Received 31 March 2013; Accepted 9 May 2013

Academic Editors: Y.-F. Jiao and Y. Yamada

Copyright © 2013 Ahmed Abu-Zaid et al. This is an open access article distributed under the Creative Commons Attribution License, which permits unrestricted use, distribution, and reproduction in any medium, provided the original work is properly cited.

Abstract

Merkel cell carcinoma (MCC) is an uncommon highly aggressive skin malignancy with an increased tendency to recur locally, invade regional lymph nodes, and metastasize distally to lung, liver, brain, bone, and skin.

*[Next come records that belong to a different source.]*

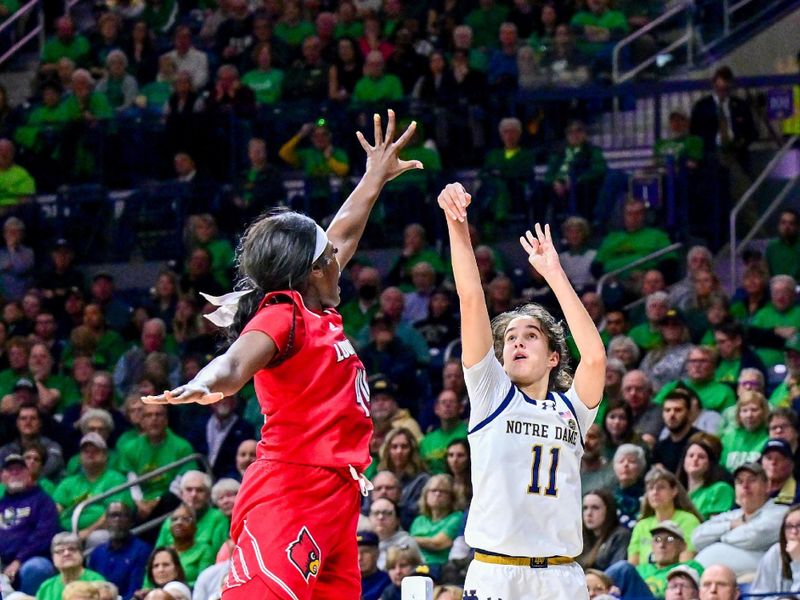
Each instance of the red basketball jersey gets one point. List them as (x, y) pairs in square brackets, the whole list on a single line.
[(316, 402)]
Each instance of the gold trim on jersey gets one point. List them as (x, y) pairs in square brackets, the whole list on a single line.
[(538, 562)]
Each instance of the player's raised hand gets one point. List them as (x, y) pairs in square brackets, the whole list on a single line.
[(541, 251), (185, 394), (454, 200), (382, 157)]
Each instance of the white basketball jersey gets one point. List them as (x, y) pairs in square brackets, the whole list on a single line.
[(526, 459)]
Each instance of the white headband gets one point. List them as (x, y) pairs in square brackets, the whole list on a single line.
[(228, 303), (320, 244)]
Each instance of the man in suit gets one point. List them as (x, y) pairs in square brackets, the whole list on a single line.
[(726, 125), (219, 437)]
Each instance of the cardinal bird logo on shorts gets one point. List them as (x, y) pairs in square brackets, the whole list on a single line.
[(305, 554)]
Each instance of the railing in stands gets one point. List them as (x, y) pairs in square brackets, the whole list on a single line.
[(633, 264), (11, 26), (735, 248), (76, 514), (682, 11)]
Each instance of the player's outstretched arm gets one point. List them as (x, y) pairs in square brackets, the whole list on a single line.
[(225, 375), (383, 164), (476, 331), (590, 374)]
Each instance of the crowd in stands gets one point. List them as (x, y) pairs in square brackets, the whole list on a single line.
[(693, 459), (232, 99)]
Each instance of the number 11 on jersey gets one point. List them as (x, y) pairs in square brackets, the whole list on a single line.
[(552, 487)]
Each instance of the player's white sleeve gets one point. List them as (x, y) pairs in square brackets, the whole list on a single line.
[(487, 385), (585, 414)]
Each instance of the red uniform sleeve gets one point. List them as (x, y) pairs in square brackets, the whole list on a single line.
[(276, 321)]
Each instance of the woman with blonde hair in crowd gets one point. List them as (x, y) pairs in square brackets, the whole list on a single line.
[(438, 522), (665, 499), (400, 563), (779, 568), (744, 441), (703, 477), (400, 455)]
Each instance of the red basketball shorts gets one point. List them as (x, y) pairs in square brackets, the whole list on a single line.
[(295, 533)]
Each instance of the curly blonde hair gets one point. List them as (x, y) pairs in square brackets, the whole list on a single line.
[(561, 375)]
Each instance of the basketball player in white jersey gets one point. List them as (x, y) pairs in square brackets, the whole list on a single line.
[(526, 426)]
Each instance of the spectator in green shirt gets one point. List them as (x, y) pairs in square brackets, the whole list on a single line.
[(438, 522), (783, 252), (577, 169), (93, 479), (66, 43), (68, 560), (600, 27), (680, 145), (156, 447), (433, 447), (265, 80), (636, 240), (16, 184), (376, 86), (212, 525), (506, 171)]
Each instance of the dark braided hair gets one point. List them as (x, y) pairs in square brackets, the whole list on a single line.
[(275, 253)]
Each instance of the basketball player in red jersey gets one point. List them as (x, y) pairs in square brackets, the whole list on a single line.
[(294, 522)]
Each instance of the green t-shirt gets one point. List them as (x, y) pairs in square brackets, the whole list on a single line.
[(52, 588), (740, 446), (656, 577), (314, 164), (423, 526), (384, 88), (76, 488), (620, 248), (77, 50), (267, 85), (641, 543), (140, 456), (15, 185), (294, 34), (713, 395), (213, 529), (769, 318), (781, 397), (783, 258), (689, 147), (713, 499), (728, 371), (646, 337), (433, 447), (612, 20)]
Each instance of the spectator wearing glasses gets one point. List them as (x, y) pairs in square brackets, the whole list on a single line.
[(438, 523), (68, 560), (704, 478), (779, 569), (739, 537), (683, 583), (385, 522), (718, 583), (789, 388)]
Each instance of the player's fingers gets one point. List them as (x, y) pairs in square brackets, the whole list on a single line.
[(363, 141), (390, 127), (376, 122), (539, 232), (159, 399)]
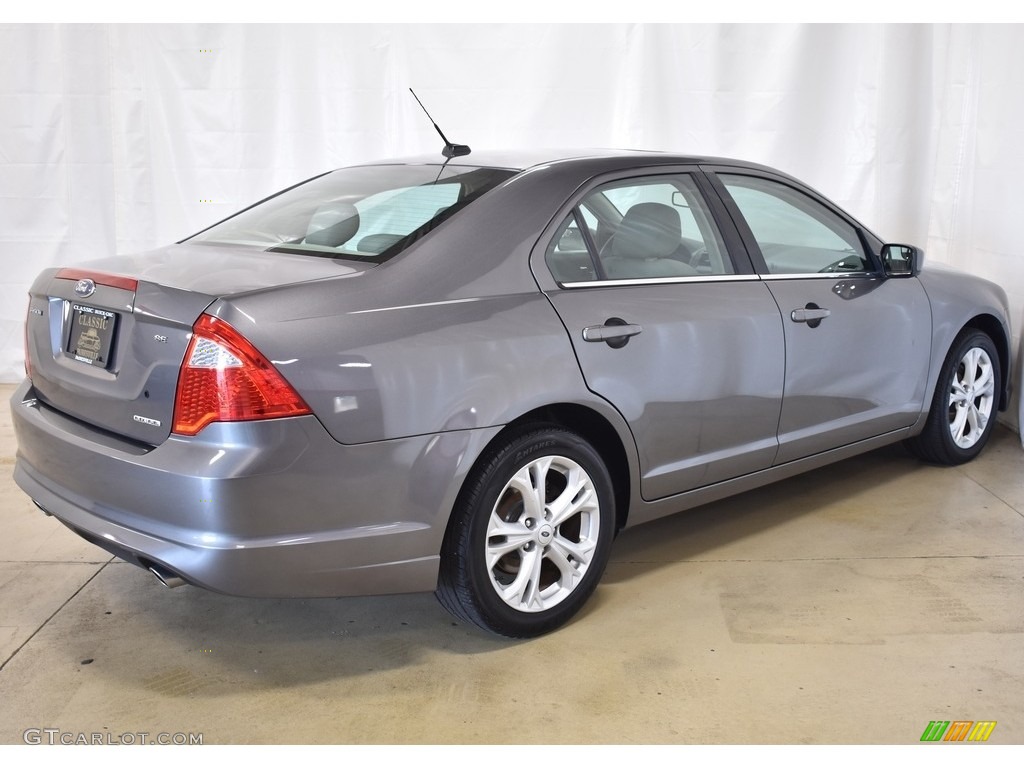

The sun-exposed skin of head and neck is the most frequent site of involvement (55%). We report the case of a 63-year-old Caucasian male patient who presented with a recurrent left inguinal mass for the third time after surgical resection with safe margins and no postoperative radio- or chemotherapy. The presented mass was excised, and pathological diagnosis revealed recurrent MCC. The patient underwent postoperative radiation therapy, and 6 months later, he developed a right groin mass which was resected and pathological diagnosis confirmed metastatic MCC. Six months later, patient developed an oropharyngeal mass which was unresectable, and pathological biopsy confirmed metastatic MCC. Patient was offered palliative radio- and chemotherapy. In this paper, we also present a brief literature review on MCC.